October 12, 2018: In central Somalia (Galmudug), American UAV missile strikes killed at least 60 al Shabaab men and destroyed a major base camp. The large gathering of al Shabaab members in the open was a graduation ceremony for new members of al Shabaab.

October 10, 2018: In northeast Kenya (Mandera) two Christian teachers were killed by al Shabaab after being accused of spying on the Islamic terror group. The day before al Shabaab publicly executed five Somalis they had seized and accused of spying. Al Shabaab is desperate to halt the increasingly effective air strikes on their bases. These attacks not only destroy a lot of weapons and equipment but frequently kill or wound senior al Shabaab leaders. Much care is taken to keep secret the movements of al Shabaab leaders but still, they get hit by these air strikes. So Al Shabaab looks for spies. Many, if not most of those it identifies and kills are not guilty and this costs al Shabaab more good will and cooperation from locals. The Americans and Kenyans (whose warplanes carry out most of the attacks) won’t reveal how they find their targets. For the Americans, much of the successes comes from aerial surveillance and analysis of data. Kenya relies more on HUMINT (human intelligence, as in spies and tips).

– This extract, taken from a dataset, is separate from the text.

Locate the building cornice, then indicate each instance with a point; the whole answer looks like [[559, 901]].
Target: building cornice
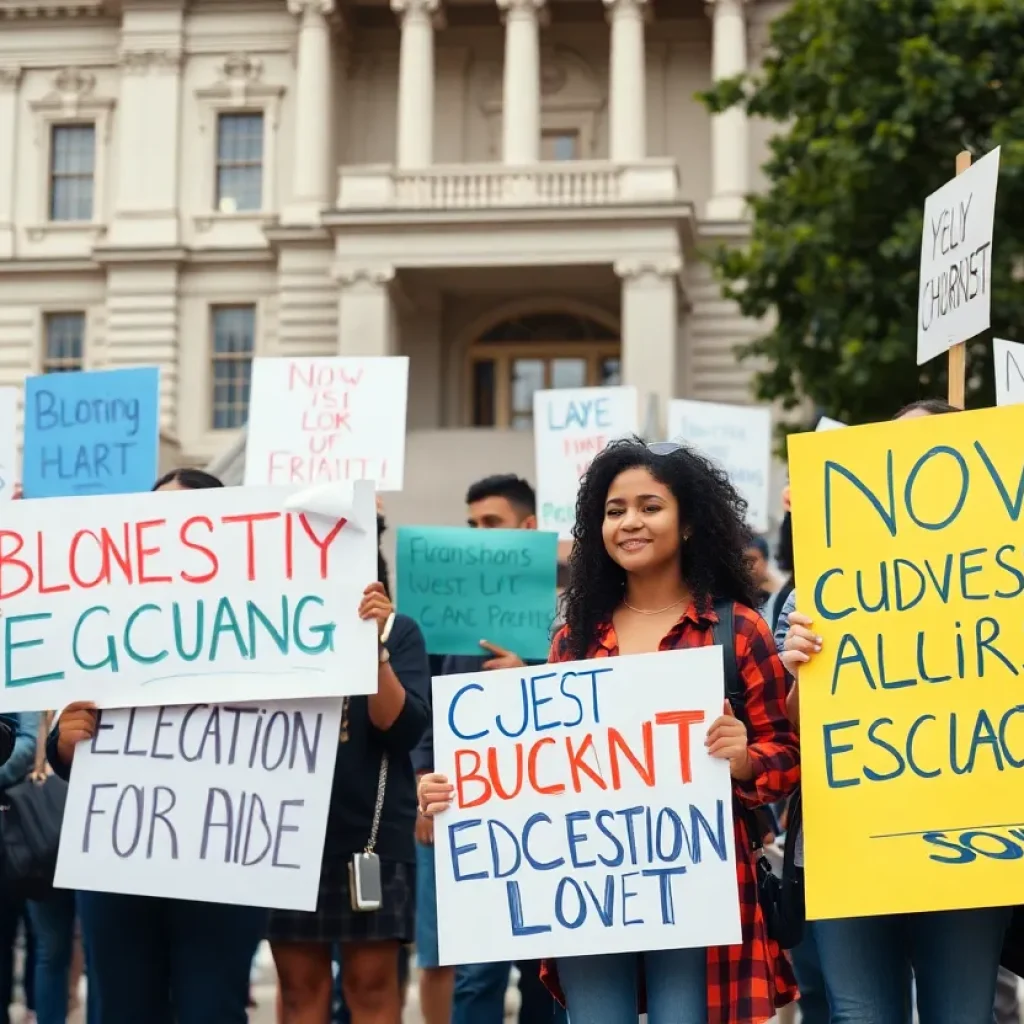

October 9, 2018: Pakistan is no longer participating in the anti-piracy patrol off Somalia. The reason is the American refusal to pay for the fuel the Pakistani warships use while on patrol duty. That money was considered part of what the U.S. paid Pakistan to participate in counter-terror operations. All that aid has been cut because Pakistan refuses to halt support for Islamic terrorists who operate in Afghanistan, India and other nations in the region.